The US Administration was unable to give the events of September 11 their proper name and continues to attempt to fashion a response out of the practices of war. The United States has resisted the creation of an international court of criminal justice, where the perpetrators and those who sent them could have been judged. By giving the events their correct name-a “crime against humanity”-the US Administration would have had to acknowledge that it was wrong in resisting the creation of the ICCJ.
The most important thing a politician can do is to say the right thing at the right time. To hold public office is to be responsible for calling important events by their right name. All politics is indeed “just talk” -the process by which people take events and make them comprehensible in a social context. Politicians talk all the time, because that is what they do. It is the ability to say the right words when it really counts that distinguishes real politicians from time servers.

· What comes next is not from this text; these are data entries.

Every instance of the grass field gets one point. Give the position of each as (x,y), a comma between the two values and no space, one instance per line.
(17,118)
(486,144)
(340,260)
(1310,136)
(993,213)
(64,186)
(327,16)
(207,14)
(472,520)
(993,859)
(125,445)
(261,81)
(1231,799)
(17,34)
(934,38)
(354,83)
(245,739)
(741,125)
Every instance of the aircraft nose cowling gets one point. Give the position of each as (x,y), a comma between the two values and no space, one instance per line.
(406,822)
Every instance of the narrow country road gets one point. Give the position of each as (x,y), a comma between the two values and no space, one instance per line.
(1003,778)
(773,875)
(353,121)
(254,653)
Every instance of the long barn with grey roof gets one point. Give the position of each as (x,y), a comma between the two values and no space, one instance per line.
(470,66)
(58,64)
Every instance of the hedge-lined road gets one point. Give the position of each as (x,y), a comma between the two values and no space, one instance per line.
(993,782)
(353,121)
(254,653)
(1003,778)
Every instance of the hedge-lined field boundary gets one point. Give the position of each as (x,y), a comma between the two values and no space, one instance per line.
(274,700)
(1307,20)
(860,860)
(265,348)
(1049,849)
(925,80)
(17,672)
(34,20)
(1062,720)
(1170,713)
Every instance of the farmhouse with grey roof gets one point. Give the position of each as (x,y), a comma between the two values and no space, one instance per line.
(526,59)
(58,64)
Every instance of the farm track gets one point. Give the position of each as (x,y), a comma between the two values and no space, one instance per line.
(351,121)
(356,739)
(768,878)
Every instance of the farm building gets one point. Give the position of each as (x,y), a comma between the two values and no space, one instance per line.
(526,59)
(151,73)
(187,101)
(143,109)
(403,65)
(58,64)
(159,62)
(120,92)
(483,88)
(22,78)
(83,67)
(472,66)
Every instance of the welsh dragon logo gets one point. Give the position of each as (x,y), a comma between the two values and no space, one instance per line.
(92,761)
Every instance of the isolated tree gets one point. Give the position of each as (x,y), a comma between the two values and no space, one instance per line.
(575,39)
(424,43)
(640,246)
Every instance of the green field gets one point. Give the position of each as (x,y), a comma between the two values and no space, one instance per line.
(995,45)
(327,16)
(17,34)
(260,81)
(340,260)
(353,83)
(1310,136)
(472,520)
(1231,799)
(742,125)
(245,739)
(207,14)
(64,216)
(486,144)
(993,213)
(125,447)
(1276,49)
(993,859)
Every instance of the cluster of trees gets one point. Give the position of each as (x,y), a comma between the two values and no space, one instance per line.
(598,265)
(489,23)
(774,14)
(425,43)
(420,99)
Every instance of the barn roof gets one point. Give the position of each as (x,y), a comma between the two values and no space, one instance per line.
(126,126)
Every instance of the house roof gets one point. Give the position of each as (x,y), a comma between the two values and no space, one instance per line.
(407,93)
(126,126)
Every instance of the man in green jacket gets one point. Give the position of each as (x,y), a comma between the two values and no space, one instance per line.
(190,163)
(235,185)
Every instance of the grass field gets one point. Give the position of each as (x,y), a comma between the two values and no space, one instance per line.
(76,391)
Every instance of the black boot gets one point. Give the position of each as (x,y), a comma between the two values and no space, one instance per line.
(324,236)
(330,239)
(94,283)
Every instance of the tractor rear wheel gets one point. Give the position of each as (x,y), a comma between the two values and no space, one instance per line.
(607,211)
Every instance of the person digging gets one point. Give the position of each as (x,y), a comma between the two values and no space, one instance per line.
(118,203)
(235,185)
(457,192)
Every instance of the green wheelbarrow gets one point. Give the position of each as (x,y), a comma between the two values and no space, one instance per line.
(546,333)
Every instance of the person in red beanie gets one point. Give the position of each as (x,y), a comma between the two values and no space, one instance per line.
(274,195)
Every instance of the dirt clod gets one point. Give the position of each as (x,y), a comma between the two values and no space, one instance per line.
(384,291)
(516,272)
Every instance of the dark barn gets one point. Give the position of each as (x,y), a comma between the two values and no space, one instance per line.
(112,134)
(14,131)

The consequences of using the wrong names can be dire. Talk of “war” suggests tanks and cruise missiles, and carpet bombing, maybe even airborne troops. Yet none of these will serve where detective work, police action, and courts of justice are called for. The United States already appears to have feet of clay. By threatening fierce retribution while unable to bring the perpetrators to justice it will be inviting new attacks. By insisting that the future of freedom and democracy are at stake, the U.S. Administration has put those values into play in an arena where it is ineffective. It may end up engaging in murder and assassination (“dead or alive!”), undermining the values that it claims to defend.
The events of September 11 were criminal acts of confounding proportions, but not ones that should have put the institutions of governance at risk. By raising the response to the level of a “war” the President has risked just that.